The campaign garnered global attention, was praised by media outlets such as The New York Times, The Washington Post, ABC News and El País to name a few, and received support from leading global figures including Desmond Tutu and His Holiness the Dalai Lama. And recently, a Kickstarter by Swedish clockbrand Triwa promoting the first clocks made from Humanium overshot its goals by 1800%.3
The evolution of a new branding toolbox
But these three branding experiments and their lessons are just a small piece of the puzzle; the big challenge still remains. For branding to stay relevant in the digital age, we all have to unlearn the thought habits of a pre-digital world.
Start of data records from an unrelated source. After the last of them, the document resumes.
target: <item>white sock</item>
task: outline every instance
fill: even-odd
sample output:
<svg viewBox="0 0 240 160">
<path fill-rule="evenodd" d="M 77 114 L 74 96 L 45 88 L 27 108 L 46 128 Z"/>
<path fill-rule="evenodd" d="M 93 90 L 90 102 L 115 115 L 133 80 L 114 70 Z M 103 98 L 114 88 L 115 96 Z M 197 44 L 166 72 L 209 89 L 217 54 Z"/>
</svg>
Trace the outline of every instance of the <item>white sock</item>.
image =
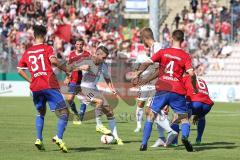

Only then will we be able to build a new branding toolbox that covers the production, distribution and reception of creative content in a digital world, which will help businesses grow and thrive.
About Åkestam Holst
Åkestam Holst was founded in 1998 as an experiment: their founders wanted to see if they could combine a pleasant and sustainable work culture with world-class creative work. Twenty years later, the experiment is still going.
Åkestam Holst has grown into one of Sweden’s largest agencies, and has won a host of awards. Taking home six out of Sweden’s total of 12 Lions in Cannes in 2018, and half of the Golden Eggs in Sweden’s big creative awards the Golden Egg 2018. They were named AdAge’s International Agency of the Year 2017 and ADC’s Boutique Agency of the Year 2018.